Small sinkhole-like features in alluvial plains: the example of Paganico (Lucca Plain, Italy)

M. Dell'Aringa, R. Giannecchini, and A. Puccinelli

Abstract. Paganico is a little village located in the southeastern portion of the Lucca Plain (northwestern Tuscany, Italy). Since the seventies, a few square kilometers' area around Paganico has been involved in the opening of small cavities (sinkhole-like) on the land surface. At the beginning they were very small and sporadic. Later on the phenomena were characterized by a significant extension, increasing in frequency and size (up to 2 m in diameter and depth), causing inconvenience to local people, agricultural operations and occasionally a little damage (cracks to buildings, fencing walls and outside floorings).

The cavities prevalently occur at the end of the dry season, during or immediately after the first intense rainy events, that is, between the end of summer and early autumn.
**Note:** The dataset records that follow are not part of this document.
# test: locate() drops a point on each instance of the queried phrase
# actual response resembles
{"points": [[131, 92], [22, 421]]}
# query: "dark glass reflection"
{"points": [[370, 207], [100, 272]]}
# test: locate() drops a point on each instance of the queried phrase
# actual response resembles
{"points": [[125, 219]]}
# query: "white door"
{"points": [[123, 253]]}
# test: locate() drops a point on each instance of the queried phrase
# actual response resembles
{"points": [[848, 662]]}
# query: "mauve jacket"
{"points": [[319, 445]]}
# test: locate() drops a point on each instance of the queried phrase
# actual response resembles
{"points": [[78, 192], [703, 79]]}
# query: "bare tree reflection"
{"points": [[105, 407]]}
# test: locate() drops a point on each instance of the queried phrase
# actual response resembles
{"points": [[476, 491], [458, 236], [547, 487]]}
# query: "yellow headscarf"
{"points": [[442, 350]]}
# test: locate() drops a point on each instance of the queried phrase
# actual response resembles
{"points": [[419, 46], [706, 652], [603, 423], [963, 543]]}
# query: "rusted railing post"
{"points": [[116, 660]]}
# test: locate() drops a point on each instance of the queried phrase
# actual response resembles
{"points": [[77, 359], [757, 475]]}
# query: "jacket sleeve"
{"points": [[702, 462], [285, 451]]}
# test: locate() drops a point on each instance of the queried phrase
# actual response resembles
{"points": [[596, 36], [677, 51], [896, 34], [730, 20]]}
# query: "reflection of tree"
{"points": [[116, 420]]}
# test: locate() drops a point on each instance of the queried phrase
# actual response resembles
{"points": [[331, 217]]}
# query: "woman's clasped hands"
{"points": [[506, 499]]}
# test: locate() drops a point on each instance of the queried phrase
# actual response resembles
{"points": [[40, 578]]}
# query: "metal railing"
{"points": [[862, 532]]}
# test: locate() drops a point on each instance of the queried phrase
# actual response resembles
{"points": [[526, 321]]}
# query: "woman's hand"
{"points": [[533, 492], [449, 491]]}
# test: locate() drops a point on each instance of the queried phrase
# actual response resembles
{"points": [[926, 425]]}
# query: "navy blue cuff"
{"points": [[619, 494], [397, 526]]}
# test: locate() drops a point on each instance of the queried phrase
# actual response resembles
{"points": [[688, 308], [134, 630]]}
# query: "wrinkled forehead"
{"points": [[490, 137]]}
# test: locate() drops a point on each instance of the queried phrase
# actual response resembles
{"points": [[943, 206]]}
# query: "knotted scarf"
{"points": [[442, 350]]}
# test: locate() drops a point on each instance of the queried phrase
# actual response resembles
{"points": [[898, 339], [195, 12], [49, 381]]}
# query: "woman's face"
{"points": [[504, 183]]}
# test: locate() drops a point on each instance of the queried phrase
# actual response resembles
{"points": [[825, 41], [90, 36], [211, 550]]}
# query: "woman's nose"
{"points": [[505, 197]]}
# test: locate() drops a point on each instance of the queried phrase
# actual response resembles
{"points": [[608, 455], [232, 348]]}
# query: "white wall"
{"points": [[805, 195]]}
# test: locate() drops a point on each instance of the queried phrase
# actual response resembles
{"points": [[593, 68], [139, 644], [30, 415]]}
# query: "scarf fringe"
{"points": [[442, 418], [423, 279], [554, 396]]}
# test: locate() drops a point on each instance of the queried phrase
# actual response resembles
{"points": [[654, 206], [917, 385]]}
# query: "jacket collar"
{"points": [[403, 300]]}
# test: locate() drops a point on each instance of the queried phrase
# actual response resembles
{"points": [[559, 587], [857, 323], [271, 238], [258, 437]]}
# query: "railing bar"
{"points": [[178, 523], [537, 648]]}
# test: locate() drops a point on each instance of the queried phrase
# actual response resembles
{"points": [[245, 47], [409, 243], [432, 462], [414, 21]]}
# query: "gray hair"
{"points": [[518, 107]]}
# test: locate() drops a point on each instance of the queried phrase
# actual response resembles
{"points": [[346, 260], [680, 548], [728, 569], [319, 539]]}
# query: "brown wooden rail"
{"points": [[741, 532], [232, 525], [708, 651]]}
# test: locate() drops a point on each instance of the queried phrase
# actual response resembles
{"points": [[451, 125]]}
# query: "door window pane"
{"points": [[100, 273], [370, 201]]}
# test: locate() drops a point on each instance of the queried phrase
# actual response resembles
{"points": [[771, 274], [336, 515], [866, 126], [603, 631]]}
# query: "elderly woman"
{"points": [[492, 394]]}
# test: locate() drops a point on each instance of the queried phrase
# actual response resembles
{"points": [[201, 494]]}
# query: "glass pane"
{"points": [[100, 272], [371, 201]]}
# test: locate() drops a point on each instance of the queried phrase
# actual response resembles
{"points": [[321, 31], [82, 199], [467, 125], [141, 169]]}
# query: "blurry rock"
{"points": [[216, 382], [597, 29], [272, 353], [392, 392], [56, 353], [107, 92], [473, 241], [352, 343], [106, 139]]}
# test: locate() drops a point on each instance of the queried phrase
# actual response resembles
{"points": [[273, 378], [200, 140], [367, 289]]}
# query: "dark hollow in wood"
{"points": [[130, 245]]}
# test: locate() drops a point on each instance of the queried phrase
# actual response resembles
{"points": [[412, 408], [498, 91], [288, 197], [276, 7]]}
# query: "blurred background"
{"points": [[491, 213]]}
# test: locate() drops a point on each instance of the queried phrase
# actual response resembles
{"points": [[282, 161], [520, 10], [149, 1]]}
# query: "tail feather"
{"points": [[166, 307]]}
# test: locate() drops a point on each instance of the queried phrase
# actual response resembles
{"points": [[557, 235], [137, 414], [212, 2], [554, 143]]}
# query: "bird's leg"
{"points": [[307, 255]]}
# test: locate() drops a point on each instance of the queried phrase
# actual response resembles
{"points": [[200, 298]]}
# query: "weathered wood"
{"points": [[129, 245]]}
Even so, the predisposition and triggering causes at present are not completely clarified. Therefore this study is aimed at individuating the triggering and evolution mechanism of the Paganico sinkhole-like features, particularly referring to the stratigraphic, hydrogeological and geotechnical features of the involved materials.
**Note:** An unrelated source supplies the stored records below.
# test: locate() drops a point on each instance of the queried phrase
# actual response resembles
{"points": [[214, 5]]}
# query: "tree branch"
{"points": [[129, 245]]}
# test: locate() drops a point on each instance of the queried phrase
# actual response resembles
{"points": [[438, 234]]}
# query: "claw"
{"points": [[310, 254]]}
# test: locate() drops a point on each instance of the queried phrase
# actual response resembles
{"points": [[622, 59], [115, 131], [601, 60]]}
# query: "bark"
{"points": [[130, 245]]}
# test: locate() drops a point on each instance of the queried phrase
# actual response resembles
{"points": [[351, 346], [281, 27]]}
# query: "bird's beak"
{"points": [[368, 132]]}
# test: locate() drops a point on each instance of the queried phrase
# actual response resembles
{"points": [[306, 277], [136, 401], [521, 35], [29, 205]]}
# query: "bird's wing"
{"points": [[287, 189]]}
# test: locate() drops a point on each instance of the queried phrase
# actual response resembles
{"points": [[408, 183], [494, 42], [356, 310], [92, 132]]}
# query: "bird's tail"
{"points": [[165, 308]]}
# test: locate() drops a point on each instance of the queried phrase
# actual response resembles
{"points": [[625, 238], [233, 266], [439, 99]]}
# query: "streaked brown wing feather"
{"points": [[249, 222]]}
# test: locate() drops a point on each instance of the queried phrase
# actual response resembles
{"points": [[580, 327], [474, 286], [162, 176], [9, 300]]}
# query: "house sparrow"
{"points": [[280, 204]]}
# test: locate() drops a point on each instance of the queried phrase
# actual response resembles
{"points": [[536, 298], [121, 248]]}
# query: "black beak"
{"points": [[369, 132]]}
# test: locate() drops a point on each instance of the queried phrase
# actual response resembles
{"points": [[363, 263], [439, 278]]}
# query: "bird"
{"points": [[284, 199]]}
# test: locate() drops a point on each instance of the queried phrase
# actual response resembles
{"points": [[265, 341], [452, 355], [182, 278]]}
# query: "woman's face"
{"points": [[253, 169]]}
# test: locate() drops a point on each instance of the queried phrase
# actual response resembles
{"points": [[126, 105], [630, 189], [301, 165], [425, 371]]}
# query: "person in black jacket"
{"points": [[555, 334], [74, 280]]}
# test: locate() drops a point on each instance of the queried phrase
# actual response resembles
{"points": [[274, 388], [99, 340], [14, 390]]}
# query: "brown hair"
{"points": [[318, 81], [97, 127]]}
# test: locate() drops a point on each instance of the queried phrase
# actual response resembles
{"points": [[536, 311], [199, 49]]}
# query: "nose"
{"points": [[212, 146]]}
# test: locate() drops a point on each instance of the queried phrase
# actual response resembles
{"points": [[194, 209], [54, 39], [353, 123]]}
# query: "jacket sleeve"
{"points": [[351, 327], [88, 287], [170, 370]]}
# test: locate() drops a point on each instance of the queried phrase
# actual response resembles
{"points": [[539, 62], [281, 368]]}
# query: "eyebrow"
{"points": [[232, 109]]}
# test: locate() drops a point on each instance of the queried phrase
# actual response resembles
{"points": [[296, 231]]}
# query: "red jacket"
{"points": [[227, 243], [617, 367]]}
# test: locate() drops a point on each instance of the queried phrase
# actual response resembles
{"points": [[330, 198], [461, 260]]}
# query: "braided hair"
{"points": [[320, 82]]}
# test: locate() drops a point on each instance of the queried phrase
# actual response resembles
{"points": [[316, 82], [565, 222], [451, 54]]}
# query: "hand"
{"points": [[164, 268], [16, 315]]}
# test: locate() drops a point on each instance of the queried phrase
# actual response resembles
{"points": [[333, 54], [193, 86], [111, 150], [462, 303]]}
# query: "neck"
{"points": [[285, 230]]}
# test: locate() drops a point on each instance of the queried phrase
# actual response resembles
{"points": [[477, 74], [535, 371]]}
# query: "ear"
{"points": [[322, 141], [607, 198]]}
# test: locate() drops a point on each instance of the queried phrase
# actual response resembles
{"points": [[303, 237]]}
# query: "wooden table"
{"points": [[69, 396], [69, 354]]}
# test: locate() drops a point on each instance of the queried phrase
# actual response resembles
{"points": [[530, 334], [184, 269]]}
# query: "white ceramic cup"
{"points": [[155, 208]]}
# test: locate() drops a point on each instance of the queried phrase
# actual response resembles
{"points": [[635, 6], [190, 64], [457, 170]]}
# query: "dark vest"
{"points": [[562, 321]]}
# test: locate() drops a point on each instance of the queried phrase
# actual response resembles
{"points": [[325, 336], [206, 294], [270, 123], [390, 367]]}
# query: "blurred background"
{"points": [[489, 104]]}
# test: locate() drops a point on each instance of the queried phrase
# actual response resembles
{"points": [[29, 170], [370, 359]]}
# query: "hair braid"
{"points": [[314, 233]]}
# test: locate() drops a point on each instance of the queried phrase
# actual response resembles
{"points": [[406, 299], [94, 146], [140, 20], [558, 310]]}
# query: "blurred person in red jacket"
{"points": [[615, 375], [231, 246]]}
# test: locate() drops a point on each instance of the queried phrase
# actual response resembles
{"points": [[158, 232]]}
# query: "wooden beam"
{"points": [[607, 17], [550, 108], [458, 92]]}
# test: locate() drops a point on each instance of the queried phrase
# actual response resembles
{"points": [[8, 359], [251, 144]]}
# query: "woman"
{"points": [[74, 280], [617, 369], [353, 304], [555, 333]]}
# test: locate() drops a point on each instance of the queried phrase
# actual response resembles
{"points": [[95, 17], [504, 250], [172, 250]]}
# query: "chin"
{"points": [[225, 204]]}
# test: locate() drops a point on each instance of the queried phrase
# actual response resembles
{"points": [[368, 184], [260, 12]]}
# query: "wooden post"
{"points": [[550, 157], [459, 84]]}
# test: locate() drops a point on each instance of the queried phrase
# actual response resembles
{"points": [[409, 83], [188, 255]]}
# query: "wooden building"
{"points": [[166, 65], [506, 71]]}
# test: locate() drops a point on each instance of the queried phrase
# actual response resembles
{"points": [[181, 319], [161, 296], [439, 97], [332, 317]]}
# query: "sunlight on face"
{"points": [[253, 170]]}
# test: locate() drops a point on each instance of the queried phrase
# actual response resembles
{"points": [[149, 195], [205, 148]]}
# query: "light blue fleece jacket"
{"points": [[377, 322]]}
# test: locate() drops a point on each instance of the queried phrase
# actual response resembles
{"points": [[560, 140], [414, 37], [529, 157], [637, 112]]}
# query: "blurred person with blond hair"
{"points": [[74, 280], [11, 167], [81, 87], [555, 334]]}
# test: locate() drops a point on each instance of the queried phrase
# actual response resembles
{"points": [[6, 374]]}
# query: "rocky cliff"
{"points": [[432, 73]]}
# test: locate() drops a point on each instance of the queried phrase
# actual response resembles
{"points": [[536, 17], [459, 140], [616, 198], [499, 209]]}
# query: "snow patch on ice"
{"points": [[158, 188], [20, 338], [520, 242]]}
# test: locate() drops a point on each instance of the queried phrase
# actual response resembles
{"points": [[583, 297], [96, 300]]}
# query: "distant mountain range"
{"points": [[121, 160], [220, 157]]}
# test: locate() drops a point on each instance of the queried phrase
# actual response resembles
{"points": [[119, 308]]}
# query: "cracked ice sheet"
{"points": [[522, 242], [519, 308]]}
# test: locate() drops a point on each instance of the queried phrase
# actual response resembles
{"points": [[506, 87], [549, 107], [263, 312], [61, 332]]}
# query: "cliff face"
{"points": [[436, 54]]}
Another important issue made clear with this research is represented by the overexploitation of the local aquifer, characterized by particular hydro-structural conditions. In fact, the Paganico underground shows three horizons with different lithologic, hydrogeological and geotechnical properties: a superficial silty-sandy horizon (2–3 m thick), which is particularly involved in collapses; an intermediate silty-clayey horizon (2–4 m thick); and a lower and thick gravel-pebbly horizon, characterized by important water resources and heavy pumping. Since the seventies, such water pumping rose considerably due to the local demographic (well field), industrial (paper manufacture) and agricultural development.
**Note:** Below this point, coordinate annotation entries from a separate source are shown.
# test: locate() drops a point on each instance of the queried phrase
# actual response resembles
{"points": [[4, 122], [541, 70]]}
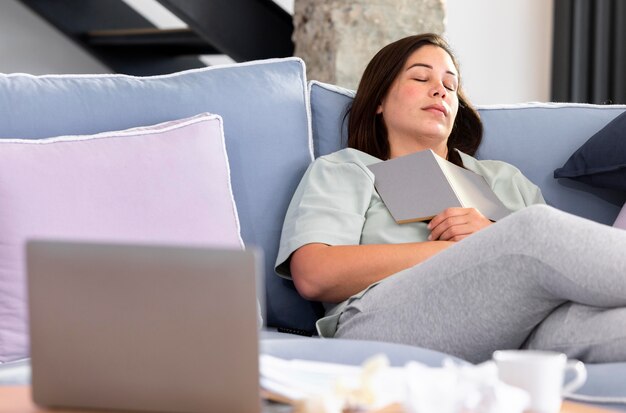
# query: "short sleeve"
{"points": [[511, 186], [328, 207]]}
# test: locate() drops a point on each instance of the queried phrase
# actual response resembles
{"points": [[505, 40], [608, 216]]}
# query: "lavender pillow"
{"points": [[169, 183], [620, 222]]}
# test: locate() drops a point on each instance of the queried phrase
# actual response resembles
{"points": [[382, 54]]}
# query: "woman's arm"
{"points": [[333, 273]]}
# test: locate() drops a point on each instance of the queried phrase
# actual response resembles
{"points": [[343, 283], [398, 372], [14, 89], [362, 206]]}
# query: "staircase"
{"points": [[125, 41]]}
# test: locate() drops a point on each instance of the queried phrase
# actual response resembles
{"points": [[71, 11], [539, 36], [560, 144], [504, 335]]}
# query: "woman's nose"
{"points": [[438, 90]]}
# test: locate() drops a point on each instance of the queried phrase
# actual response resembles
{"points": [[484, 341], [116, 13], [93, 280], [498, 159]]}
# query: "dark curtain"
{"points": [[589, 51]]}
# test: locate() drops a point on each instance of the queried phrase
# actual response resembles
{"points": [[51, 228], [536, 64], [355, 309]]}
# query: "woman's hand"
{"points": [[454, 224]]}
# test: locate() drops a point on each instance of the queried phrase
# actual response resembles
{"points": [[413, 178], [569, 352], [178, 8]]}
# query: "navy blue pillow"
{"points": [[601, 161]]}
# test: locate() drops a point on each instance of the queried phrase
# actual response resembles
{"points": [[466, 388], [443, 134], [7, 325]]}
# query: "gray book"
{"points": [[418, 186]]}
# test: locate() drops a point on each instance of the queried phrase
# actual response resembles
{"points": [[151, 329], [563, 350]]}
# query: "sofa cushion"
{"points": [[264, 106], [163, 184], [535, 137], [329, 105], [601, 160]]}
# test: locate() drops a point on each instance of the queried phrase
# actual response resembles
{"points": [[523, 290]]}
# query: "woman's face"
{"points": [[421, 104]]}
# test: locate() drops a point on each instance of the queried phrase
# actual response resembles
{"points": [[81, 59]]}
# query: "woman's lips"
{"points": [[438, 109]]}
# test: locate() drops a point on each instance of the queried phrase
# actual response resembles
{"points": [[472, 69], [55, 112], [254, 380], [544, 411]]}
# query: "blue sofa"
{"points": [[275, 123]]}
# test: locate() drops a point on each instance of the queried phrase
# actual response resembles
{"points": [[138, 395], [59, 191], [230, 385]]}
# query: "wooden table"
{"points": [[16, 399]]}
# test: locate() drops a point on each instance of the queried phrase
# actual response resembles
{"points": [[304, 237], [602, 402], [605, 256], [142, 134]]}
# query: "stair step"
{"points": [[150, 40]]}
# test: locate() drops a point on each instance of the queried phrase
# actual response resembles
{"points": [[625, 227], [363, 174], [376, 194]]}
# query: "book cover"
{"points": [[418, 186]]}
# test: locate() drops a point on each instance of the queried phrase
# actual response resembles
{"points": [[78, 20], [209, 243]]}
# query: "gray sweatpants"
{"points": [[539, 278]]}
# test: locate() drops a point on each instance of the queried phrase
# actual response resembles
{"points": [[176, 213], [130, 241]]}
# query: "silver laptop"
{"points": [[151, 328]]}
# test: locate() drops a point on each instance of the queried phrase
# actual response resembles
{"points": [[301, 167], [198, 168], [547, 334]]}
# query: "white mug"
{"points": [[541, 374]]}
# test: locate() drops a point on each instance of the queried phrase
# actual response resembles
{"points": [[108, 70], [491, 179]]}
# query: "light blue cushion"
{"points": [[536, 138], [264, 106], [329, 104]]}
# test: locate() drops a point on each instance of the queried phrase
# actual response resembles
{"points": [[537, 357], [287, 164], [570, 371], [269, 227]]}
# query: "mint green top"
{"points": [[336, 204]]}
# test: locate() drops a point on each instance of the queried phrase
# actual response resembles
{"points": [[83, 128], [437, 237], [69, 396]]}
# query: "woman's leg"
{"points": [[592, 334], [492, 289]]}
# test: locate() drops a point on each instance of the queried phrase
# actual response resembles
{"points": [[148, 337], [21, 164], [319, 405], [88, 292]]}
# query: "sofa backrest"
{"points": [[535, 137], [265, 111]]}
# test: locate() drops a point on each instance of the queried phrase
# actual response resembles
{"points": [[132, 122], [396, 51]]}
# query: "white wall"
{"points": [[30, 45], [504, 48]]}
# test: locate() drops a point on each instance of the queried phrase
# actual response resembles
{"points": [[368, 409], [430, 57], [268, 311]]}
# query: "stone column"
{"points": [[337, 38]]}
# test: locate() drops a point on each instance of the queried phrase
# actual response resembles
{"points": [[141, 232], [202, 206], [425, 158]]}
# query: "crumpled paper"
{"points": [[376, 386]]}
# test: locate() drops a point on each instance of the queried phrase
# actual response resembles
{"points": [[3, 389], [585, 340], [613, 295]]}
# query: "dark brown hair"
{"points": [[367, 131]]}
From a hydrogeological point of view, this area is consequently characterized by two water tables: a temporary one, housed in the superficial silty-sandy horizon (perched aquifer), and a second one, confined, associated with the lower gravel-pebbly horizon (aquifer). The perched aquifer and confined aquifer are separated by an impermeable silty-clayey horizon. According to the observations resulting from this study, the latter probably tends to fracture by desiccation during the dry season, originating water exchange between the two water tables during the first important autumnal rainfall, depending on the pumping conditions, which lower the piezometric surface of the confined aquifer. Cracking would also characterize the superficial horizon. Thus, the water exchange would produce erosional phenomena in the superficial material, with removal of the fine fraction and collapse. This process could be at the origin of the cavities opening.